Sollten die Ergebnisse der Nachwahlbefragung stimmen, wäre dies eine unglaubliche Wende für Starmer und die Labour-Partei. Noch vor drei Jahren, als die Partei nach der Niederlage im Jahr 2019 die Orientierung verloren zu haben schien, steckten Kritiker und Unterstützer der Partei in einer existenziellen Krise.
Doch eine Reihe von Skandalen – vor allem Enthüllungen über Parteien in der Downing Street während der COVID-Lockdowns – untergruben die Position des damaligen Premierministers Boris Johnson und sein deutlicher Vorsprung in den Umfragen löste sich in Luft auf.
Liz Truss‘ katastrophale sechswöchige Amtszeit als Premierministerin, die auf Johnsons erzwungenen Rücktritt Ende 2022 folgte, zementierte den Niedergang, und Sunak war nicht in der Lage, den mittlerweile deutlichen Vorsprung der Labour-Partei in den Umfragen zu verringern.
„Diese Kehrtwende ist in der britischen Geschichte beispiellos und zeigt nur das Ausmaß der Unbeständigkeit bei den Wählern in dem Moment, in dem sie glauben, dass ihre Versprechen gebrochen wurden“, sagte Pedley.

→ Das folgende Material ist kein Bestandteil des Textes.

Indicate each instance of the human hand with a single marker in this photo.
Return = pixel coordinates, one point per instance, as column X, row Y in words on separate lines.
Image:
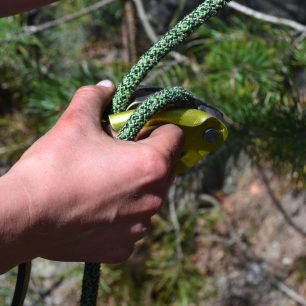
column 90, row 197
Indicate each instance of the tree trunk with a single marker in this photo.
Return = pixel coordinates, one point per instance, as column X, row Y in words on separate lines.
column 130, row 32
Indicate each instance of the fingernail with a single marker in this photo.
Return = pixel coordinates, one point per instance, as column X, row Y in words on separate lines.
column 106, row 83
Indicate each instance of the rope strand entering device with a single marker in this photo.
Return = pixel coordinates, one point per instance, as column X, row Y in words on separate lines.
column 152, row 105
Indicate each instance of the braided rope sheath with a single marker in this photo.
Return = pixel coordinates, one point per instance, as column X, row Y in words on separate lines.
column 166, row 44
column 90, row 284
column 152, row 105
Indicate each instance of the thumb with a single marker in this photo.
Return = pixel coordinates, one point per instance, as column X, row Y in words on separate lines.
column 89, row 103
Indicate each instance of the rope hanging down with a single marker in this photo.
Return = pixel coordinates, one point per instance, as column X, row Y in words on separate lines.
column 152, row 105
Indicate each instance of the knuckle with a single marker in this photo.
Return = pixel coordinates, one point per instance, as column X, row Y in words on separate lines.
column 156, row 164
column 156, row 205
column 72, row 122
column 85, row 91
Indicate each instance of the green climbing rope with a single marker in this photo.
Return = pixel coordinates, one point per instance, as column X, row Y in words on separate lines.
column 167, row 43
column 152, row 105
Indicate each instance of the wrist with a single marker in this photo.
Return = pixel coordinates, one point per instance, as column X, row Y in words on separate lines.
column 16, row 245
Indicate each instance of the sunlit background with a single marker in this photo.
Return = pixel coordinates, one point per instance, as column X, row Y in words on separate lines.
column 233, row 232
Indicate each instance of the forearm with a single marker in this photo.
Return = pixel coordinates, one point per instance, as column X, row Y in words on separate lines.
column 11, row 7
column 15, row 246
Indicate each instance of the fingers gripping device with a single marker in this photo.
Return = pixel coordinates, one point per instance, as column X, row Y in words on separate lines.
column 147, row 108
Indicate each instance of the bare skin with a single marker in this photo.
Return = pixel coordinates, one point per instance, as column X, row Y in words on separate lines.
column 78, row 194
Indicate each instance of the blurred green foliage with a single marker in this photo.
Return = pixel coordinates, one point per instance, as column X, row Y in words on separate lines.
column 247, row 68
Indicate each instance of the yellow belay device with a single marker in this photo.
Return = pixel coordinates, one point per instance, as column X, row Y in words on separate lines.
column 203, row 127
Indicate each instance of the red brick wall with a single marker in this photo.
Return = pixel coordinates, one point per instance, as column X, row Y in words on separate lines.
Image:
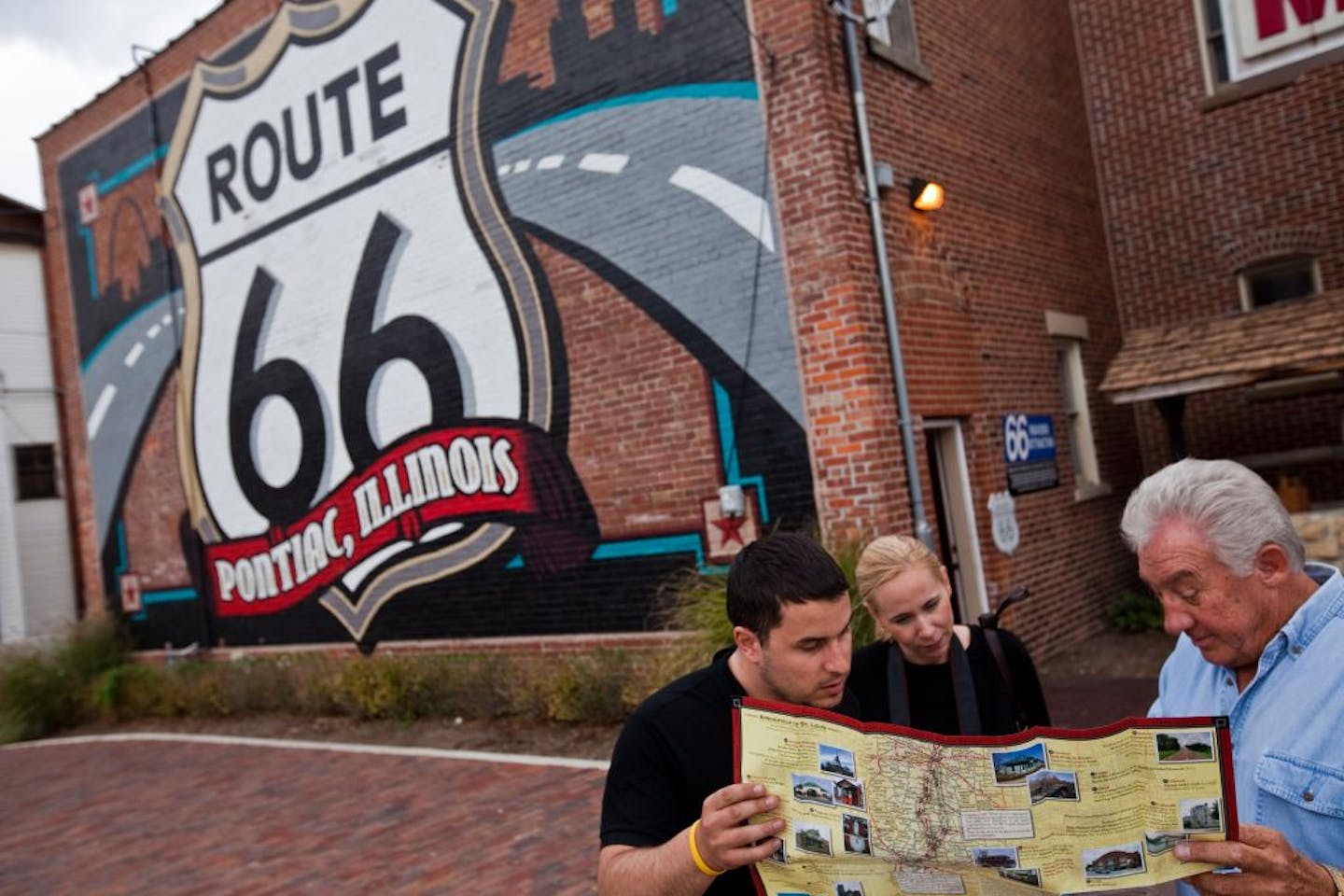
column 1194, row 191
column 1001, row 124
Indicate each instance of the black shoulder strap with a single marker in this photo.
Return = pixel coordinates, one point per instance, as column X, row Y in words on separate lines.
column 996, row 648
column 962, row 688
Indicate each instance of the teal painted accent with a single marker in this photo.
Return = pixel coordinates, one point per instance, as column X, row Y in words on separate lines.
column 168, row 595
column 727, row 443
column 121, row 548
column 85, row 234
column 687, row 543
column 712, row 91
column 103, row 343
column 729, row 449
column 132, row 170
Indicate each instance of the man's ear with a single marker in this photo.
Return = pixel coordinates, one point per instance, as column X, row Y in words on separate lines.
column 1271, row 563
column 746, row 642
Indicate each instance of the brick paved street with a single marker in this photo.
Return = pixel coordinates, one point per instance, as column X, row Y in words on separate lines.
column 206, row 819
column 198, row 817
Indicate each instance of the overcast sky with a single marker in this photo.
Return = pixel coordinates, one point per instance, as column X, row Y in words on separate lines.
column 55, row 55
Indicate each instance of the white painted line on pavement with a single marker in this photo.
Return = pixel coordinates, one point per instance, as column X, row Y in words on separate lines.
column 379, row 749
column 604, row 162
column 748, row 211
column 100, row 410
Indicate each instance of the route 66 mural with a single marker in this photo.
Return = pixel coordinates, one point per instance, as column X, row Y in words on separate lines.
column 372, row 400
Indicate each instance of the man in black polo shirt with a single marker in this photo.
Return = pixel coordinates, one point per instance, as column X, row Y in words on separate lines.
column 672, row 819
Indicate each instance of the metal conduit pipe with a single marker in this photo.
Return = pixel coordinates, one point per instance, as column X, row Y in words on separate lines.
column 861, row 113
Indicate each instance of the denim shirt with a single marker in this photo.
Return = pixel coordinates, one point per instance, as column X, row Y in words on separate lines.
column 1288, row 725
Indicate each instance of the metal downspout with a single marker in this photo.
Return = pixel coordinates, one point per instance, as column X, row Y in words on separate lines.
column 889, row 303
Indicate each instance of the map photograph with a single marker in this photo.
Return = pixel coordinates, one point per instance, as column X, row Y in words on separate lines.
column 1184, row 746
column 812, row 789
column 811, row 837
column 1048, row 812
column 1123, row 860
column 1200, row 814
column 1050, row 783
column 836, row 761
column 1013, row 767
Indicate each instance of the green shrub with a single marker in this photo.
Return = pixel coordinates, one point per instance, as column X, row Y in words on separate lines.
column 589, row 688
column 1135, row 613
column 46, row 690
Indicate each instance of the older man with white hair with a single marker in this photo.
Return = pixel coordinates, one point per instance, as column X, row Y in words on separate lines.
column 1261, row 642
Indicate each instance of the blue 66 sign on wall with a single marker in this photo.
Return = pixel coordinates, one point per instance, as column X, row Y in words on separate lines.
column 1029, row 453
column 367, row 398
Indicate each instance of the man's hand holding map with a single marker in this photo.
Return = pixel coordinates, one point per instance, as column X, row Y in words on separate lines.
column 879, row 810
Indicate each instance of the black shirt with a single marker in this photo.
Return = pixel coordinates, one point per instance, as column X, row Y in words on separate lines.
column 675, row 749
column 933, row 706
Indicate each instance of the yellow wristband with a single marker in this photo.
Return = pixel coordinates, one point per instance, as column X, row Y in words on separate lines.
column 695, row 855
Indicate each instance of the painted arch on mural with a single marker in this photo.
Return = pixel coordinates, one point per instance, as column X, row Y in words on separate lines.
column 448, row 337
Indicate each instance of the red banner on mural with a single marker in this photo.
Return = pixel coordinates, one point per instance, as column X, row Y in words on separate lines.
column 504, row 471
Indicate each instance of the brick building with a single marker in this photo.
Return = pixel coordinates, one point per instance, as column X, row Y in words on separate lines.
column 1216, row 133
column 402, row 318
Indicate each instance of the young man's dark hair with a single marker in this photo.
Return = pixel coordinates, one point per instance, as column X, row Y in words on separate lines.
column 674, row 821
column 785, row 567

Obwohl Umfragen darauf schließen lassen, dass die Begeisterung für Labour-Chef Starmer nicht besonders groß ist, scheint seine schlichte Botschaft, dass es Zeit für einen Wandel sei, bei den Wählern Anklang gefunden zu haben.
Das prognostizierte Labour-Ergebnis würde allerdings nicht ganz an die Rekordergebnisse heranreichen, die die Partei unter Tony Blair in den Jahren 1997 und 2001 erreichte, als sie 418 bzw. 412 Sitze errang.